VeVe
- VeVe logo since 2023
- Website type: Private
- Available in: English
- Headquarters: Auckland, New Zealand
- Area served: Worldwide
- Owners: VeVe, Inc.
- Founders: David Yu Dan Crothers
- CEO: David Yu
- Revenue: Freemium
- Website: www.veve.me
- Launched: 2018

= VeVe =

Digital collectible marketplace from ECOMI

VeVe is a New Zealand-based company specializing in licensed digital collectibles. The company has mobile apps available for Android and iOS devices, as well as a web app, where users can purchase digital collectibles and view them in AR & VR. VeVe has the distinction of being the first marketplace to offer NFTs from prominent brands such as Marvel, Disney and DC.

==History==
VeVe was founded by Dan Crothers and David Yu in 2018.

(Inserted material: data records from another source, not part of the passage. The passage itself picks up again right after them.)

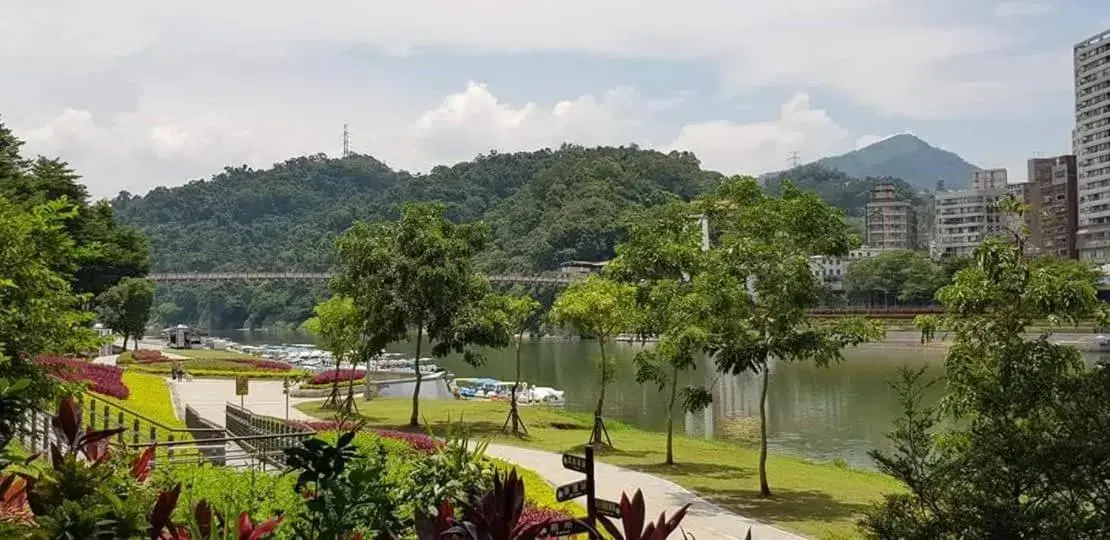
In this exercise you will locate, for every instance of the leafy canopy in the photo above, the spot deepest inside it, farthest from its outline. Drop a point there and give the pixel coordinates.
(1018, 447)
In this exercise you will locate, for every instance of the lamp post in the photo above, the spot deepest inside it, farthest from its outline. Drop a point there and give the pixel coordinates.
(284, 387)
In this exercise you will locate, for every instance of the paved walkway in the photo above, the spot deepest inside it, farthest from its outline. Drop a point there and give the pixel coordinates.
(704, 519)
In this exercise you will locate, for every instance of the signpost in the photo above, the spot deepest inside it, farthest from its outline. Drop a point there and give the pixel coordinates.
(242, 387)
(576, 489)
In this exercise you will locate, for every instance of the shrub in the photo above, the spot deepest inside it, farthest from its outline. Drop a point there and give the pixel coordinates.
(274, 365)
(101, 379)
(333, 376)
(420, 442)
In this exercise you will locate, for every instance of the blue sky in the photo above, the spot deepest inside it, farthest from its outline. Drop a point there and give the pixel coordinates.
(138, 96)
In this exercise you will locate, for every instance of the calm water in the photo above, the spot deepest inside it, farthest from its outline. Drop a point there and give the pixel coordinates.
(816, 412)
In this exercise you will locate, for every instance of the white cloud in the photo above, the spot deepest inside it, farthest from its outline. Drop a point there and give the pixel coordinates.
(900, 57)
(137, 95)
(144, 149)
(1022, 9)
(759, 147)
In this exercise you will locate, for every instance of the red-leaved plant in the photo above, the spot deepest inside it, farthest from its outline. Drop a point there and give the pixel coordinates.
(633, 517)
(207, 525)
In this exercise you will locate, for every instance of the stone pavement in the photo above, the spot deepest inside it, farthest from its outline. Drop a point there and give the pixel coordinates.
(705, 520)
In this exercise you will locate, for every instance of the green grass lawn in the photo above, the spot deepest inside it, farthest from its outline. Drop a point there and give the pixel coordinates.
(150, 397)
(818, 500)
(207, 353)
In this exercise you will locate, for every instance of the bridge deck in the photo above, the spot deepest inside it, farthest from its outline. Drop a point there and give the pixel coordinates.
(200, 277)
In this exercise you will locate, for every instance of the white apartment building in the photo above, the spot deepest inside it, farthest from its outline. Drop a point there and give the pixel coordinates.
(834, 269)
(967, 217)
(1091, 146)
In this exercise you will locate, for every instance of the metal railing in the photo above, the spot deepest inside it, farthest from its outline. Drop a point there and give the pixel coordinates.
(266, 437)
(37, 431)
(202, 277)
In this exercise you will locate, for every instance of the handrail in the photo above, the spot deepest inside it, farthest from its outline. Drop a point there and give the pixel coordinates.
(224, 440)
(147, 419)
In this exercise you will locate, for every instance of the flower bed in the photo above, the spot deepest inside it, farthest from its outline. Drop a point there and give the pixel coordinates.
(420, 442)
(101, 379)
(142, 356)
(332, 376)
(221, 367)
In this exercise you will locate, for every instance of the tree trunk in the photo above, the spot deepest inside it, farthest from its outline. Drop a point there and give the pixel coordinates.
(670, 416)
(513, 410)
(333, 397)
(601, 393)
(414, 420)
(764, 488)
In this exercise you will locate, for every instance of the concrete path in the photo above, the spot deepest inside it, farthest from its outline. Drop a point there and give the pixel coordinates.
(704, 519)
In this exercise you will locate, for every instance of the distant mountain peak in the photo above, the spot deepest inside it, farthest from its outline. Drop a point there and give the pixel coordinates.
(904, 156)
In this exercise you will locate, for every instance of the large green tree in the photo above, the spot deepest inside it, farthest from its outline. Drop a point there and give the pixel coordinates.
(760, 285)
(601, 309)
(661, 258)
(417, 273)
(39, 311)
(1018, 447)
(520, 311)
(124, 308)
(106, 251)
(336, 325)
(895, 277)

VeVe has formed several partnerships with major licensors to offer unique digital collectibles to its users, utilizing non-fungible token (NFT) technology.

In June 2021, VeVe collaborated with Givenchy to release a series of NFT art pieces by Amar Singh to support LGBTQIA+ causes.

Later, in August 2021, VeVe partnered with Marvel Entertainment to release the first-ever NFT of Spider-Man. VeVe also partnered with Star Trek in September 2021 to offer NFTs based on iconic starships, such as the Enterprise-D and Borg Cube.

In November 2021, VeVe collaborated with the United States Postal Service to create NFT stamp collectibles commemorating the Day of the Dead holiday, followed by a Christmas-themed set released in December of the same year.

Additionally, VeVe partnered with Disney in November 2021 to release a series of NFT collectibles called "Golden Moments," featuring beloved characters from Disney, Pixar, Marvel, and Star Wars.

VeVe also teamed up with Lamborghini in February 2023 to release a set of 3D digital collectibles based on the Huracán STO line of sports cars.

In July 2023, VeVe partnered with Kartoon Studios to release digital collectibles of Stan Lee, which sold out nearly instantly.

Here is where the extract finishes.